O indiano Kishore Singh, relator especial das Nações Unidas para o Direito à Educação, também ressaltou os fortes vínculos entre a indústria e a escola em países como a Alemanha. Ele relatou ter ouvido de empregadores em diversos países que eles precisam de jovens “com habilidades para o século 21”. Se os jovens decidem abandonas as aulas, refletiu, é porque “a educação não é o que eles esperavam”.
Tempo de perguntas
Jornalista especializada em Novas Mídias pela Universidade de Stanford, nos Estados Unidos, Gabriela Mafort citou quatro fatores que estão mudando a comunicação no mundo: inteligência artificial, realidade virtual, análise preditiva e conteúdo personalizado. Para dar um exemplo de tudo isso, ela convidou uma estudante da plateia a entrar, com sua conta no Twitter, em um aplicativo americano criado para indicar se a pessoa votaria no republicano Donald Trump ou na democrata Hillary Clinton, nas eleições presidenciais deste ano.
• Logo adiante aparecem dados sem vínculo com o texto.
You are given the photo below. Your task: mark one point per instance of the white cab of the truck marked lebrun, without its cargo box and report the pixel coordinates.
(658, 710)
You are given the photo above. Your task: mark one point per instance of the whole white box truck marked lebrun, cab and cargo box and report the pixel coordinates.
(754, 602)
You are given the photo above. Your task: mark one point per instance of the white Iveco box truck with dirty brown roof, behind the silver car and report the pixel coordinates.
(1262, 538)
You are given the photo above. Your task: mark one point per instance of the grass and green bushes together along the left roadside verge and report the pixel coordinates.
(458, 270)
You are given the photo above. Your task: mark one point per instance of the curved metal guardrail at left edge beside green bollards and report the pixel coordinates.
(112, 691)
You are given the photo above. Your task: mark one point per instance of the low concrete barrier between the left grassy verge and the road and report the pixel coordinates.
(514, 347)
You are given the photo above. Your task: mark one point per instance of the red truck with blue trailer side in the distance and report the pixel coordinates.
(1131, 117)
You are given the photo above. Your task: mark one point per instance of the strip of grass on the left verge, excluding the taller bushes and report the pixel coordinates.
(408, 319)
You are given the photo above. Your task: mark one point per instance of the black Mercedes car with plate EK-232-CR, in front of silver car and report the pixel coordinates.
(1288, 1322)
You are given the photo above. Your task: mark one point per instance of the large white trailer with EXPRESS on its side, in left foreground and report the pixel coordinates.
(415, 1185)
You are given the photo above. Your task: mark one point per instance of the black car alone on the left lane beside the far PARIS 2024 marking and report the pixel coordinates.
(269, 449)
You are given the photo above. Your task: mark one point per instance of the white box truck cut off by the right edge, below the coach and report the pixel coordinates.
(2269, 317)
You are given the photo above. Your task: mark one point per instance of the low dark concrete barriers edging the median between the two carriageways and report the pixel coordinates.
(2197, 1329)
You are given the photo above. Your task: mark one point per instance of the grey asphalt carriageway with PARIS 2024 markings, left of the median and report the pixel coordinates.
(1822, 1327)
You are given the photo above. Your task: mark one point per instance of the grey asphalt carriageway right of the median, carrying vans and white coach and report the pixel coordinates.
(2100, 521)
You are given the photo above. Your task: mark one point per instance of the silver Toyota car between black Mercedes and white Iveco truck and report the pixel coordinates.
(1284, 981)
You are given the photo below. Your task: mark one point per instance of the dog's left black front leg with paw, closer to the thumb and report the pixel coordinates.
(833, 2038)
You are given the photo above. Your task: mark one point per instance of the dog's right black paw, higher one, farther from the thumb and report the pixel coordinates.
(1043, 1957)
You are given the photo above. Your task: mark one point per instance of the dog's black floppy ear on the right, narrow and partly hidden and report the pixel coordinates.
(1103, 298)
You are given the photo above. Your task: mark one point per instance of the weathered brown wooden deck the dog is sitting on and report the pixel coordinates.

Com base no histórico de tweets, o aplicativo acertou a predileção da estudante por Hillary.
Em sua palestra, o senador Cristovam Buarque (PPS-DF) ressaltou que as grandes mudanças ocorridas nos últimos anos motivam a formulação de muitas perguntas sobre o que ainda está por vir. A educação, a seu ver, deve seguir esse caminho. Na opinião do senador, a universidade atual “não faz perguntas, só dá respostas”.
“Este é um tempo de dúvidas e de perguntas”, disse Cristovam, ao questionar, por exemplo, os atuais padrões de consumo e meios de aferir o bem-estar das pessoas.
Ao final do evento, o diretor-executivo de Mobilidade e Ecofluig da empresa Totvs, Mário Almeida, observou que, com o acesso imediato à internet, “todo mundo é comunicador”. E, com acesso à informação mais amplo do que em qualquer outra época, ressaltou, será cada vez mais importante aprender a lidar com todos os dados que são consumidos.
“Saber fazer as perguntas certas passou a ser mais importante do que saber as respostas”, afirmou.